作っている側は「自分の記憶の中の美空ひばりに会えるんだ」という気持ちを発端に制作やプロデュース等をしているため、自分の頭の中の美空ひばりが具現化したに過ぎないかもしれない。しかし、そこに関わっていないほぼすべての人の頭の中にも、それぞれの美空ひばりがいる。その人の心の中の美空ひばりは、その人だけのものだ。そこに「秋元康の思う美空ひばり」や「天童よしみの思う美空ひばり」がさも本物であるかのように現れたら、どうだろう。多くの人が拒否反応を表すのは無理もない。両者は一般人と比べたら本人との親交が深かったかも知れないが、そんなことは一般人には関係なく、彼らが一番愛しているのは自分のフィルターを通しての美空ひばりにほかならない。

漫画の実写化のキャスティングが叩かれやすいのも、自分の中でのキャラクター像がそれぞれのなかに存在しているからだ。「原作ではそんな事言わない!」「原作とイメージが違う!」だとか。それと同じで「美空ひばりはこんなんじゃない!」となるのではないか。

ただ、漫画とはちがって仮に自分の思い描く通りの美空ひばりが出来上がってきたとしても、他人のフィルターをとおしてできたものである時点で、その美空ひばりに愛着を持つことはむずかしい。もちろん、それはAIひばりが本人に似ているか似ていないかに関わらずである。

AI美空ひばりは「優しい嘘」だと思うか?

「それでも感動している人がいる」

最初はこう考えて、自分の憤りをやりすごした。たとえ本人の言葉でなくても、「まだまだ頑張って」といわれて涙する人がいるなら、たとえ優しい嘘だったとしてもいいのかもしれないと。しかし、その考えにだんだんと疑いが湧いてきたのだ。

優しい嘘とはなにか。

たとえばプリキュアになりたい、という5歳児に、「プリキュアなんていないよ」ということが必ずしも正義ではないように、たとえ真実ではなくとも、「そうだね」といってあげる。これが私の優しい嘘だ。

「プリキュアになりたい」と目を輝かせて言う子どもに、自分で気づくときまでは素敵な夢を想像させてあげたいという思いからつく嘘、
恋愛映画であるような、自分のことはきっぱり忘れて新しい人生を歩んでもらうために自分を嫌いになってもらうための嘘、
病気のひとが「病気が治ったらこれがしたい」に対して不治の病であることを告げない嘘、

正義かどうかはわからないが、それでも目の前の相手のことを思って最終的に下すのが、優しい嘘ではないか。
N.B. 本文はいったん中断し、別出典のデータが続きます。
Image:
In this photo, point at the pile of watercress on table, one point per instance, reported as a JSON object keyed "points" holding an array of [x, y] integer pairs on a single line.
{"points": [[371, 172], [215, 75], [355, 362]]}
この優しい嘘と、AI美空ひばりがついた嘘は、まったくちがう。なぜなら、当たり前のようだが、そこに心がないからだ。

だって、いま、美空ひばりに嘘をつかせているのは、どこかにいる人間なのだ。それが、NHKなのかYAMAHAなのかは、私にはわからない。美空ひばりが生きていたら、もしかしたら同じようなことを言ったかもしれない。でも、今のこれは、まぎれもなく生きている他人の誰かがつかせている嘘なのだ。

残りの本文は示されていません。